We can now get it to work the way we want it to and it's simpler to use. Everybody wins.

noisecapella · 2015-09-16T17:30:25Z

search/utils.py

+DOC_TYPE = "learningresource"
+INDEX_NAME = settings.HAYSTACK_CONNECTIONS["default"]["INDEX_NAME"]
+URL = settings.HAYSTACK_CONNECTIONS["default"]["URL"]
+CONN = connections.create_connection(hosts=[URL])


If we initialize the connection here there will be a network connection happening we import search.utils. The other globals are just strings but this one does a whole lot more. My main concern is that this may cause an exception if the connection fails and it wouldn't be clean to put a try block around an import.

Could you make this a lazy connection instead where functions call something like get_connection which may initialize? This would follow how databases work in Django where the connection is made on first request.

So, keep CONN as a global variable, defaulting to None, and have each function in utils.py call get_connection (or maybe initialize_connection) which checks if it's none, initializes if necessary, and returns CONN?

noisecapella · 2015-09-16T20:06:21Z

Almost through with this, looking at tests now

ShawnMilo · 2015-09-16T20:12:51Z

Okay. The first round of issues were addressed and pushed. Diff:

diff --git search/utils.py search/utils.py
index ffe01a1..2b8759b 100644
--- search/utils.py
+++ search/utils.py
@@ -24,10 +24,22 @@ log = logging.getLogger(__name__)
 DOC_TYPE = "learningresource"
 INDEX_NAME = settings.HAYSTACK_CONNECTIONS["default"]["INDEX_NAME"]
 URL = settings.HAYSTACK_CONNECTIONS["default"]["URL"]
-CONN = connections.create_connection(hosts=[URL])
+_CONN = connections.create_connection(hosts=[URL])
 PAGE_LENGTH = 10


+def get_conn():
+    """
+    Lazily create the connection.
+    """
+    # pylint: disable=global-statement
+    # This is ugly. Any suggestions on a way that doesn't require "global"?
+    global _CONN
+    if _CONN is None:
+        _CONN = connections.create_connection(hosts=[URL])
+    return _CONN
+
+
 def get_resource_terms(resource_ids):
     """
     Returns taxonomy metadata for LearningResources.
@@ -104,8 +116,9 @@ def index_resources(resources):
     ensure_vocabulary_mappings(term_info)
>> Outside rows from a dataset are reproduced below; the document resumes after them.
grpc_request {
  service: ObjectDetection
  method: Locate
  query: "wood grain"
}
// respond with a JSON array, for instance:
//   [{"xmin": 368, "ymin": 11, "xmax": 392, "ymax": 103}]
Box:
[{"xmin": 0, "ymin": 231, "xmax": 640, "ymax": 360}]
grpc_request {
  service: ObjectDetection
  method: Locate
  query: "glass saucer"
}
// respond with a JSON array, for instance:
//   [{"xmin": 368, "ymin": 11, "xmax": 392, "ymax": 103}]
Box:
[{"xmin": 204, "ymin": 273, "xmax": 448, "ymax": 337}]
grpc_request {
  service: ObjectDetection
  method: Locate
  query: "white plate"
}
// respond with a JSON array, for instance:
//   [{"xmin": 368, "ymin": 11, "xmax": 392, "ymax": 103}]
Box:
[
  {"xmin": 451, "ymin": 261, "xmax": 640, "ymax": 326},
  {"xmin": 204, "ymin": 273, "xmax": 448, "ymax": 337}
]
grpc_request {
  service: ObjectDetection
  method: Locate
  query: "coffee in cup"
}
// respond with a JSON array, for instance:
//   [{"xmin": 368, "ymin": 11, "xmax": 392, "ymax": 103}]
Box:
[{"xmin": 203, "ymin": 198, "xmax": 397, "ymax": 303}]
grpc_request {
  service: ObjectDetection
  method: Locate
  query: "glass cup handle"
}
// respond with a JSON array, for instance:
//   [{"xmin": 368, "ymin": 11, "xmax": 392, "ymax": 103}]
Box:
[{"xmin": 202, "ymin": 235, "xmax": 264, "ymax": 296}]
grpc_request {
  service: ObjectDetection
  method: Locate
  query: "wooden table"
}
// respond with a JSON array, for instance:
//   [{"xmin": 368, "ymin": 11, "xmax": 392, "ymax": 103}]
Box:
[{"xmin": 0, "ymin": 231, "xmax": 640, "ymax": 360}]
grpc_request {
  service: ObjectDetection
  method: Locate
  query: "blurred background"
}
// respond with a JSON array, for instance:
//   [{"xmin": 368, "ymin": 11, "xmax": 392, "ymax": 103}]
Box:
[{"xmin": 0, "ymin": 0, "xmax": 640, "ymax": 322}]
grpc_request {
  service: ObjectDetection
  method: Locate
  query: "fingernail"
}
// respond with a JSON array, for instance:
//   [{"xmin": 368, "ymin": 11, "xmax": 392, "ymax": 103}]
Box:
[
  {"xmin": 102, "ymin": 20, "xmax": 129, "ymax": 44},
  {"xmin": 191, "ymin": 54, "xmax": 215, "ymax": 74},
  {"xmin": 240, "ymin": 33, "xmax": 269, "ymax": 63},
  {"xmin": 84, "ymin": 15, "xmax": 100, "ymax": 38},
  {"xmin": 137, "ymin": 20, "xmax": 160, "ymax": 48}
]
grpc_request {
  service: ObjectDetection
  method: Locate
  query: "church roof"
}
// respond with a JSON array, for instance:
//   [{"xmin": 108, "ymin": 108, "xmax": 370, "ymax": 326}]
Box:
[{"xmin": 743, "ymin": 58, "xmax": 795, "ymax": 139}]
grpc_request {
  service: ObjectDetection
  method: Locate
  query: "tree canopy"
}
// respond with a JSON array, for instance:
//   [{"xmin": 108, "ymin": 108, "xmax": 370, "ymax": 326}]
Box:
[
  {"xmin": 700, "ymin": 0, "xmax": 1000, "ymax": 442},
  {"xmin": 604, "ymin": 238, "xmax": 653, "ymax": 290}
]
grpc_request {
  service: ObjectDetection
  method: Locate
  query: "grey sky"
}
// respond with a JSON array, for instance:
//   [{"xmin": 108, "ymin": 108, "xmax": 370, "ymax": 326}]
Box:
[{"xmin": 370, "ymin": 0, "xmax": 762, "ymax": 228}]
     # Perform bulk insert using Elasticsearch directly.
+    conn = get_conn()
     insert_count, errors = bulk(
-        CONN,
+        conn,
         (resource_to_dict(x, term_info.get(x.id, {})) for x in resources),
         index=INDEX_NAME,
         doc_type=DOC_TYPE
@@ -120,8 +133,9 @@ def index_resources(resources):
 @statsd.timer('lore.elasticsearch.delete_index')
 def delete_index(resource):
     """Delete a record from Elasticsearch."""
+    conn = get_conn()
     try:
-        CONN.delete(
+        conn.delete(
             index=INDEX_NAME, doc_type=DOC_TYPE, id=resource.id)
         refresh_index()
     except NotFoundError:
@@ -201,10 +215,11 @@ def resource_to_dict(resource, term_info=None):

 def clear_index():
     """Wipe the index."""
-    if CONN.indices.exists(INDEX_NAME):
-        CONN.indices.delete(INDEX_NAME)
-        CONN.indices.create(INDEX_NAME)
-        CONN.indices.refresh()
+    conn = get_conn()
+    if conn.indices.exists(INDEX_NAME):
+        conn.indices.delete(INDEX_NAME)
+        conn.indices.create(INDEX_NAME)
+        conn.indices.refresh()
     create_mapping()

     # re-index all existing LearningResource instances:
@@ -228,8 +243,9 @@ class SearchResults(object):

     def page_count(self):
         """Total number of result pages."""
-        count = self._search.count() / PAGE_LENGTH
-        if self._search.count() % PAGE_LENGTH > 0:
+        total = self._search.count()
+        count = total / PAGE_LENGTH
+        if total % PAGE_LENGTH > 0:
             count += 1
         return int(count)

@@ -247,7 +263,7 @@ class SearchResults(object):

     def __getitem__(self, i):
         """Return result by index."""
-        return self._search[i:i+1].execute().hits[0]
+        return self._search[i].execute().hits[0]


 def create_mapping():
@@ -262,11 +278,12 @@ def create_mapping():
     """

     # Create the index if it doesn't exist.
-    if not CONN.indices.exists(INDEX_NAME):
-        CONN.indices.create(INDEX_NAME)
+    conn = get_conn()
+    if not conn.indices.exists(INDEX_NAME):
+        conn.indices.create(INDEX_NAME)
     # Delete the mapping if an older version exists.
-    if CONN.indices.exists_type(index=INDEX_NAME, doc_type=DOC_TYPE):
-        CONN.indices.delete_mapping(index=INDEX_NAME, doc_type=DOC_TYPE)
+    if conn.indices.exists_type(index=INDEX_NAME, doc_type=DOC_TYPE):
+        conn.indices.delete_mapping(index=INDEX_NAME, doc_type=DOC_TYPE)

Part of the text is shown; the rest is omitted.